Of the six described forms of tularemia, ulceroglandular tularemia is most common and is acquired through an infected skin lesion that leads to lymphadenopathy (5). This patient was diagnosed with the typhoidal form of tularemia, which usually presents with acute-onset fevers, headaches, myalgias, vomiting, diarrhea, and neurological symptoms including confusion. Pulmonary tularemia is a subacute or chronic infection that presents with fever, cough, weight loss, and mediastinal lymphadenopathy that mimics tuberculosis, lymphoma, or sarcoidosis (6). A distinctive feature of this case is that the patient was on immunosuppressive therapy for rheumatoid arthritis, which placed him at a higher risk for typhoidal tularemia than an average individual. This is an atypical presentation for tularemia because the patient presented with nonspecific symptoms and was found to have incidental pulmonary nodules on CT scan of the chest.

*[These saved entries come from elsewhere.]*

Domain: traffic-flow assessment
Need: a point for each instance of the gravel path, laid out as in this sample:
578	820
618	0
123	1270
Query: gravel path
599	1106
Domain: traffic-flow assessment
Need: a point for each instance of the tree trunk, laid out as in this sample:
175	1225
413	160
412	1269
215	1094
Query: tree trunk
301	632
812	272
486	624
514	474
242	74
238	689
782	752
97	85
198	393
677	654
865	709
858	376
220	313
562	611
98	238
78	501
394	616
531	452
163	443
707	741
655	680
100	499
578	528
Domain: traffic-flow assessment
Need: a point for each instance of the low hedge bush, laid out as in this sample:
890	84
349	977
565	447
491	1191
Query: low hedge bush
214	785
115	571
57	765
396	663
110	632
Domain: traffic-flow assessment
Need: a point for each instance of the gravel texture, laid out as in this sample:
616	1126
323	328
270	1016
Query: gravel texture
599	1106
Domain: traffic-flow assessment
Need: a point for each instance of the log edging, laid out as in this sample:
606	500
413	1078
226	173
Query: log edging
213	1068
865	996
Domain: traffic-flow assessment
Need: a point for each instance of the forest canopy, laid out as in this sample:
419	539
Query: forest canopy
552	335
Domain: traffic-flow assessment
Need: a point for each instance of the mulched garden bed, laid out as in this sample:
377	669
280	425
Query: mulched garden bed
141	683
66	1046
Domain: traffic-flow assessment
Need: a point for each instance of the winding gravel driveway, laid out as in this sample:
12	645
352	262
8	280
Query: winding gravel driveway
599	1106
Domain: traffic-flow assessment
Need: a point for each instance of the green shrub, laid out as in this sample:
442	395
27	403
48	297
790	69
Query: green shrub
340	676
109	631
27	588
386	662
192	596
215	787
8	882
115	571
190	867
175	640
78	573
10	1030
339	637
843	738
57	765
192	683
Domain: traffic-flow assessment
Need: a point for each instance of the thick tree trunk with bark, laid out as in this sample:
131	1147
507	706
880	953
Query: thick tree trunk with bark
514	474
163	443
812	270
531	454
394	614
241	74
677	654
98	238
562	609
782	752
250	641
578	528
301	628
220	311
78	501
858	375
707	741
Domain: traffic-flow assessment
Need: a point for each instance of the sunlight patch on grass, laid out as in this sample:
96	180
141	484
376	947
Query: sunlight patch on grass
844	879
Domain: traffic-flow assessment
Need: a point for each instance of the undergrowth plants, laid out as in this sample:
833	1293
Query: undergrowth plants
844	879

Blood cultures are usually falsely negative because F. tularensis is a fastidious organism that requires cysteine-enriched media, and the laboratory must be made aware of its possibility ahead of time. Serology with agglutination or enzyme-linked immunosorbent assay can be used for diagnosis with titers of 1:128 or 1:160. Antibodies may not be detectable until the second week of illness (7). Streptomycin is usually the drug of choice but is not readily available in most hospitals. Streptomycin and gentamicin have 97% and 86% cure rates, respectively, against F. tularensis (6).